We have 9 nodes Ceph cluster. Ceph version is 15.2.5. The cluster has 175 OSD (HDD) + 3 NVMe for cache tier for "cephfs_data" pool. CephFS pools info:
POOL ID STORED OBJECTS USED %USED MAX AVAIL
cephfs_data 1 350 TiB 179.53M 350 TiB 66.93 87 TiB
cephfs_metadata 3 3.1 TiB 17.69M 3.1 TiB 1.77 87 TiB
We use multiple active MDS instances: 3 "active" and 3 "standby". Each MDS server has 128GB RAM, "mds cache memory limit" = 64GB.
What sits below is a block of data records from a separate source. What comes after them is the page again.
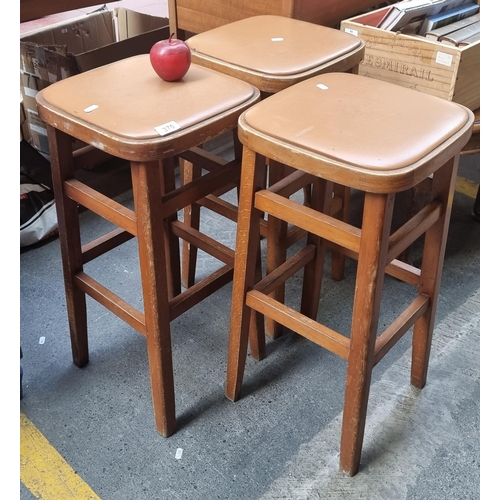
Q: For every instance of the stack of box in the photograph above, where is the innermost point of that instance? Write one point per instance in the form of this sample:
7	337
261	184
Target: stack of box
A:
65	49
416	62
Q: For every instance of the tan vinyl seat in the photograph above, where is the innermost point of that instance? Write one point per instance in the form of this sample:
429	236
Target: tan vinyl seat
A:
375	137
272	52
126	110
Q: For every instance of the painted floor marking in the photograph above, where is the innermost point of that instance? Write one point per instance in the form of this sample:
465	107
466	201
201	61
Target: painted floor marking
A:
45	472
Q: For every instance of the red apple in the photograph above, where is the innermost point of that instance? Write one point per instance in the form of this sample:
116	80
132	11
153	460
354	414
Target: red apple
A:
170	58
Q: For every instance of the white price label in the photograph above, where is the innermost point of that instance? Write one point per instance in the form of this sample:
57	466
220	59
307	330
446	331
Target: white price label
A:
167	128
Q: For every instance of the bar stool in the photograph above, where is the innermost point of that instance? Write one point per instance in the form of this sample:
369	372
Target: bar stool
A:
126	110
272	53
369	135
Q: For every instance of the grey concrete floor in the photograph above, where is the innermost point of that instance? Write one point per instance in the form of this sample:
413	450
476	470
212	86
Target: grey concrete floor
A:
281	440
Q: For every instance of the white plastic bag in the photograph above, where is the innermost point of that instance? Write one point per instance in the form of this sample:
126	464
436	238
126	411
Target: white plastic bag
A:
38	213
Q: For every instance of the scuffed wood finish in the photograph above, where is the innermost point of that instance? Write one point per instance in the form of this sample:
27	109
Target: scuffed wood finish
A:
153	220
301	146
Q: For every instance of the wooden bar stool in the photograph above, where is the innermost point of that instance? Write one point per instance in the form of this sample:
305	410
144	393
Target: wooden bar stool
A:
364	134
125	109
271	52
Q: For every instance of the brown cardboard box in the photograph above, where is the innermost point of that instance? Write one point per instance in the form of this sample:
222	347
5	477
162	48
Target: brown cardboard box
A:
452	73
65	49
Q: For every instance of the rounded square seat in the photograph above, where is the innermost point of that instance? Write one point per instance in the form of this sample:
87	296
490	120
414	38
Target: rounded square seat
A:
381	139
359	130
274	52
129	108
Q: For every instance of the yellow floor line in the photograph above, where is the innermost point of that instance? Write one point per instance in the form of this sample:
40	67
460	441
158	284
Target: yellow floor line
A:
466	186
45	472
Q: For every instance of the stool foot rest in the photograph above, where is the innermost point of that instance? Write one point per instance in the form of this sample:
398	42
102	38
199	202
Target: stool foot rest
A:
307	327
112	302
101	205
104	244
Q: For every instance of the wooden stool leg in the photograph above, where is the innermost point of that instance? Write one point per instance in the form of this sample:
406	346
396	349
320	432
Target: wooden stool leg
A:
443	187
69	239
172	251
342	196
247	252
321	196
147	187
277	231
375	231
191	215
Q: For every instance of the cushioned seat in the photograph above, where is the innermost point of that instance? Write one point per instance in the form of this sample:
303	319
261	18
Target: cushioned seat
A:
271	52
368	135
125	109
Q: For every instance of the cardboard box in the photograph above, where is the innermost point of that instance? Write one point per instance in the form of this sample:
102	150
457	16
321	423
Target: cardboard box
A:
452	73
65	49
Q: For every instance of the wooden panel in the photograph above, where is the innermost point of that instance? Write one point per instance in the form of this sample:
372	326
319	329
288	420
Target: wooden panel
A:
434	68
34	9
197	16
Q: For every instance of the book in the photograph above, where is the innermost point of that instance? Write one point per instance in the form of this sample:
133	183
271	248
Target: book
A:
447	17
437	33
460	35
411	11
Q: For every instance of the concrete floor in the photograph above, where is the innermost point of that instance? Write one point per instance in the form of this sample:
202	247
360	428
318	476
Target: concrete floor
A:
281	440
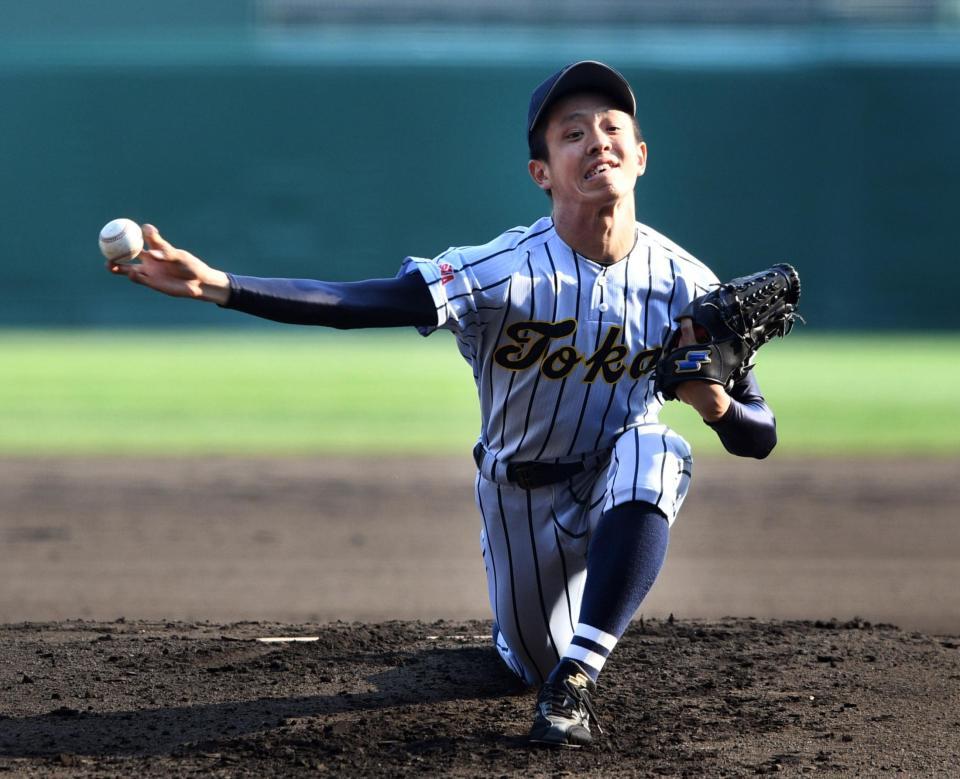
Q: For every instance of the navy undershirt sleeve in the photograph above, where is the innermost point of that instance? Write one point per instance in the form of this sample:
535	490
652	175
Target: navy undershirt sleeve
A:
396	302
748	427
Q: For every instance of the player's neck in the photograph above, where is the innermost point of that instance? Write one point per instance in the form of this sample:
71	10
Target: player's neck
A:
603	235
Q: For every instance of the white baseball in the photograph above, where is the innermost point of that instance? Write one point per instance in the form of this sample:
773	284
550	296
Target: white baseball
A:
121	240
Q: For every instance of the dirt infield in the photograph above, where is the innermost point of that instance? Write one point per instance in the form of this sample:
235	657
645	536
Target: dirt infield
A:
727	698
147	551
371	540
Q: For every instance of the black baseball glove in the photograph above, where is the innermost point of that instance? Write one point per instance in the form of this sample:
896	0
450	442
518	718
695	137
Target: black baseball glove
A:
730	323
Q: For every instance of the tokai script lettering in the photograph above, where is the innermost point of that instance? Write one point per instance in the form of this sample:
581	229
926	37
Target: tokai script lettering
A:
531	345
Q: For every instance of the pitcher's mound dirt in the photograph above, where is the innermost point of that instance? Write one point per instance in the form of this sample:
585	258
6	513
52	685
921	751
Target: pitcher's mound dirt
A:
720	698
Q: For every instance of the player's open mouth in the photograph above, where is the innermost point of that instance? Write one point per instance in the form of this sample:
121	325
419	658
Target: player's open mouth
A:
598	169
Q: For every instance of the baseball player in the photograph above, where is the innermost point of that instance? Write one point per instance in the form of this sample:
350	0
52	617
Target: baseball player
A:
562	323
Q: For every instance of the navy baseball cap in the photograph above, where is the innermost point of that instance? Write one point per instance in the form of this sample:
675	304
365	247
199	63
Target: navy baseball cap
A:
584	76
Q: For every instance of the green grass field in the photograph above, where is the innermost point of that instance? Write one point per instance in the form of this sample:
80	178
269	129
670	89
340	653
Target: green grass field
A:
300	391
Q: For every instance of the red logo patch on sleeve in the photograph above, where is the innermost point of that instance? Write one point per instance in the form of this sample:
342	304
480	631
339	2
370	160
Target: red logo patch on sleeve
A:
446	273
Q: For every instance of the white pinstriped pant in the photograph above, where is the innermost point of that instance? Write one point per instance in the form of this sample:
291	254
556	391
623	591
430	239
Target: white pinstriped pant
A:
535	542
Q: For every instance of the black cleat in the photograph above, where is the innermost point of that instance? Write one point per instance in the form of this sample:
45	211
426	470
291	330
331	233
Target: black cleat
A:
564	710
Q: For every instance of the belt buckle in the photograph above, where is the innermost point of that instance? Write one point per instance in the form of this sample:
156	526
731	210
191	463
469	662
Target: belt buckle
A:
521	477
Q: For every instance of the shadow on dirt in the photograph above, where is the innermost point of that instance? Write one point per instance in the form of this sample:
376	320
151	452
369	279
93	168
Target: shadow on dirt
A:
426	677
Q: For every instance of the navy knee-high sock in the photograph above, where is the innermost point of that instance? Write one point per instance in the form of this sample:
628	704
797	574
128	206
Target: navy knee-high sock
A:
626	553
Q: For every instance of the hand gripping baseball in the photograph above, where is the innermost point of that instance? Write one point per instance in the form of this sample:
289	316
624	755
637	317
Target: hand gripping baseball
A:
173	271
730	323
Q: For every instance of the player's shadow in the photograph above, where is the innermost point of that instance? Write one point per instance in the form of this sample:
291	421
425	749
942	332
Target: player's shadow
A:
431	676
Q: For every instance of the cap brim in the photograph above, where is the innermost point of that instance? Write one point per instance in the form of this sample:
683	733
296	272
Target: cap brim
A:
587	76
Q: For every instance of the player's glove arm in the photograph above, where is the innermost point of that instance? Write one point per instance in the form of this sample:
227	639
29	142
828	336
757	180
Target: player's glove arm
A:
748	428
396	302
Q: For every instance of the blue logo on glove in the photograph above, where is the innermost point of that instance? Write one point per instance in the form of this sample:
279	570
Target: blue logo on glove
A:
695	359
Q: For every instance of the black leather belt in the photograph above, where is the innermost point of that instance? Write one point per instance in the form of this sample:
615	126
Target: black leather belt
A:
530	475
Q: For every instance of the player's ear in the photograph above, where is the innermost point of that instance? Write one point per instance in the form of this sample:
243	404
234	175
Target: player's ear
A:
540	173
641	158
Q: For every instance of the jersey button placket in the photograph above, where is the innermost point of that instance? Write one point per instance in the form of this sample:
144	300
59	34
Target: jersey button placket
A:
602	283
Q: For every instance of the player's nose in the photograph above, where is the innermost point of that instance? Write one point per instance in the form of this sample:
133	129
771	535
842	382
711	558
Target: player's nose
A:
599	141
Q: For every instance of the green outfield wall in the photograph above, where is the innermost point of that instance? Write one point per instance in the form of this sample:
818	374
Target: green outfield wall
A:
330	159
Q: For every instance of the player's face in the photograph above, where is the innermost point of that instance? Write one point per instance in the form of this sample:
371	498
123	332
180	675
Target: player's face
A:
594	153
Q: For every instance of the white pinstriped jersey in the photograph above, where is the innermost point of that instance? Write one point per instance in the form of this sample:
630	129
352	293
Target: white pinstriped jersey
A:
562	348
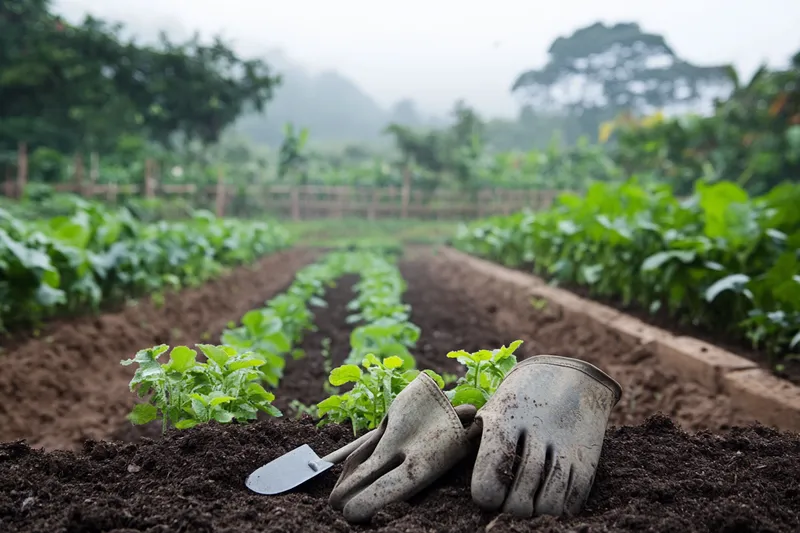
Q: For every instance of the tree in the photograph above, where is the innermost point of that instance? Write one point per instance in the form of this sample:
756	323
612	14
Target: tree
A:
80	87
600	71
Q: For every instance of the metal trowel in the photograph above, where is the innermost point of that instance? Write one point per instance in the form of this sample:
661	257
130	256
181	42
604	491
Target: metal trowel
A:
296	467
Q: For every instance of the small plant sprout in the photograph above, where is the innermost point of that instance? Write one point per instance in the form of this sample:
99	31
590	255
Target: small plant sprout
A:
373	391
485	370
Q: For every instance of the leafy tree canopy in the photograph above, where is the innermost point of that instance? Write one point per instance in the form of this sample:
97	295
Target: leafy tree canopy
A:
73	87
600	71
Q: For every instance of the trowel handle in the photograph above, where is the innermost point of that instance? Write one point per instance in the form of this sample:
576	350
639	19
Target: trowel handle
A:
342	453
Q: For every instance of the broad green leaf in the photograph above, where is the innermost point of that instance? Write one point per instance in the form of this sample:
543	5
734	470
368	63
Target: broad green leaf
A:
219	400
182	358
186	423
345	374
390	362
143	413
436	377
734	282
657	260
215	353
467	394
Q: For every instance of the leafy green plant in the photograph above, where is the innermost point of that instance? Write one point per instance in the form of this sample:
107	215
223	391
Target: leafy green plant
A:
93	255
719	260
373	392
485	370
376	387
185	392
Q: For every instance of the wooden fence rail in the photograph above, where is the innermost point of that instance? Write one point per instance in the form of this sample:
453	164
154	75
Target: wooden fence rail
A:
296	202
319	201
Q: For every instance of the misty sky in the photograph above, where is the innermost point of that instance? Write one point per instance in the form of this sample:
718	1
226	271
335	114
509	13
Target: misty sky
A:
436	51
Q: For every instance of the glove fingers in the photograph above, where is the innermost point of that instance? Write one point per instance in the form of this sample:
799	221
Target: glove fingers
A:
553	492
493	474
527	480
396	485
579	489
356	467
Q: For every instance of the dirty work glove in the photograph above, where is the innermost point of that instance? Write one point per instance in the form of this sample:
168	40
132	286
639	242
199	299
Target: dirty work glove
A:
552	412
420	438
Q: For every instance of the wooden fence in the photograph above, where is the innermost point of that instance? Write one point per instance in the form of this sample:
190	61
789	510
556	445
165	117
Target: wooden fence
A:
296	202
317	201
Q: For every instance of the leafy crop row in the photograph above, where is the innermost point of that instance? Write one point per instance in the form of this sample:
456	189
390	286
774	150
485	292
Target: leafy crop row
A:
230	385
381	346
380	343
719	259
74	262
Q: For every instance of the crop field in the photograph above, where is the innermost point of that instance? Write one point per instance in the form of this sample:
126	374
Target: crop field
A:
151	367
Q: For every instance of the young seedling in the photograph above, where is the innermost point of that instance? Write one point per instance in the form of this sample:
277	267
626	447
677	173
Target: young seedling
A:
185	392
485	370
372	393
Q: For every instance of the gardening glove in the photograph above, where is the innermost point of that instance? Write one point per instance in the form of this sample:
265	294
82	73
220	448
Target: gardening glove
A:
420	438
542	435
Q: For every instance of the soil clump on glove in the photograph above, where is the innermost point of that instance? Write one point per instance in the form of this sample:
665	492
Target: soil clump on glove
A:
651	477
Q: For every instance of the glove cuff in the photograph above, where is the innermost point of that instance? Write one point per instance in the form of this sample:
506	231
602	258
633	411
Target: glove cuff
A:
576	364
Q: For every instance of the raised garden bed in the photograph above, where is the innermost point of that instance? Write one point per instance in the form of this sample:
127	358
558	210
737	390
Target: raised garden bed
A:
652	476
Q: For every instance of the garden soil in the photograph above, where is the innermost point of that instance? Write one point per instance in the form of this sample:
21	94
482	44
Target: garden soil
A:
648	386
651	478
455	308
67	384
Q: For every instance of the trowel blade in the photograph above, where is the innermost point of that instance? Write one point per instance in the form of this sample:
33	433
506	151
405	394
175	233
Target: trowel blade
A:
287	471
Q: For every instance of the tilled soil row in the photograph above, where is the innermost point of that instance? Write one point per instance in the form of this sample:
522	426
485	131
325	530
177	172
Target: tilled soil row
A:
457	310
648	387
68	385
651	477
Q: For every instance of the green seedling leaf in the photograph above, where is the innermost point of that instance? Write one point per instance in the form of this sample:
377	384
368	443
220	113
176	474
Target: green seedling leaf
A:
436	377
182	358
344	374
143	413
392	362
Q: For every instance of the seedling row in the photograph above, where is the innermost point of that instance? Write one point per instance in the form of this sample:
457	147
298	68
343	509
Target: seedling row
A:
236	380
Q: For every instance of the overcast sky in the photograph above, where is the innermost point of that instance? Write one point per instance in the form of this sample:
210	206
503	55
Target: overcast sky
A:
436	51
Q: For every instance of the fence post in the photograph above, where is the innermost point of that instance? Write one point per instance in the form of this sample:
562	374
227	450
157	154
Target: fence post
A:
22	168
9	182
373	204
405	192
220	198
94	168
295	194
149	181
78	174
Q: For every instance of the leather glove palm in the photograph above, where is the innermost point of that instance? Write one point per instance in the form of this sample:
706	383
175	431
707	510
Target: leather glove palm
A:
553	412
419	439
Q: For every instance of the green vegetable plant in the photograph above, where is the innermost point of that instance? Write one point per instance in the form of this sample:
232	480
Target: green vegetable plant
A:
185	392
379	383
93	255
719	260
485	371
374	389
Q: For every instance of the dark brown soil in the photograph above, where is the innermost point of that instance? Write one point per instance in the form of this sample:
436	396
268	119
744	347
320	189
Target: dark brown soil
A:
648	386
651	477
61	388
789	370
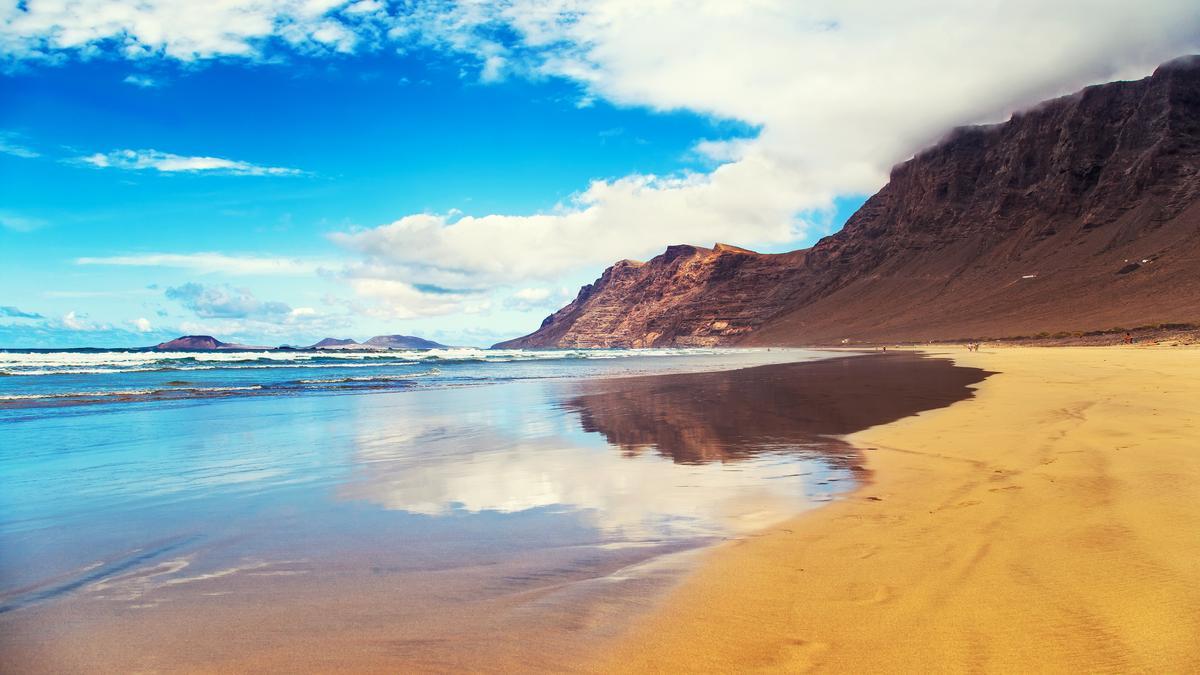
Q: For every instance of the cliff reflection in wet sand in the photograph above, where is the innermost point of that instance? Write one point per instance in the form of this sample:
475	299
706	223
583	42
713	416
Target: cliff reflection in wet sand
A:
702	417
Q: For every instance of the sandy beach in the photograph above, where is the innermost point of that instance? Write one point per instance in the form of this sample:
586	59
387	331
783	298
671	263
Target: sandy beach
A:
1049	524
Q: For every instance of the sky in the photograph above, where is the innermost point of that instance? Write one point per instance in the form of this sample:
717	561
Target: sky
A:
281	171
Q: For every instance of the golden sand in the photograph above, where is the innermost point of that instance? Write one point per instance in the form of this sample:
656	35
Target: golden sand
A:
1050	524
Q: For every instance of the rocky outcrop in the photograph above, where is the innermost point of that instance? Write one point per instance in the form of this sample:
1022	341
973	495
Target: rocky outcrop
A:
689	296
1079	214
199	344
335	344
402	342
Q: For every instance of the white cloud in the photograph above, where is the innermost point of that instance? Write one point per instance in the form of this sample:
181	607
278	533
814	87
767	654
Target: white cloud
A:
141	81
178	29
391	299
226	302
839	90
19	223
11	144
73	321
537	298
214	263
167	162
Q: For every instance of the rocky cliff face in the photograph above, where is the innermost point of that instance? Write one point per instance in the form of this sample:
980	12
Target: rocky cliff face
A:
1079	214
199	344
402	342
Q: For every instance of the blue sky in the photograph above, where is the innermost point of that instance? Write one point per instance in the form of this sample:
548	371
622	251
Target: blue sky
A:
301	168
Failover to a standby MDS instance takes 10-15 hours! CephFS is unreachable for the clients all this time. The MDS instance just stays in "up:replay" state for all this time. It looks like MDS demon checking all of the folders during this step. We have millions folders with millions of small files. When the folders/subfolders scan is done, CephFS is active again. I believe 10 hours downtime during MDS failover is unexpected behaviour. Is there any way to force MDS to change status to active and run all of the required directory checks in the background? How can I localise the root cause?
P.S.: we tried standby-replay and it helps but doesn't eliminate the root cause.
The mds_log_max_segments = 100000 is the root cause. The value should be smaller than 1000.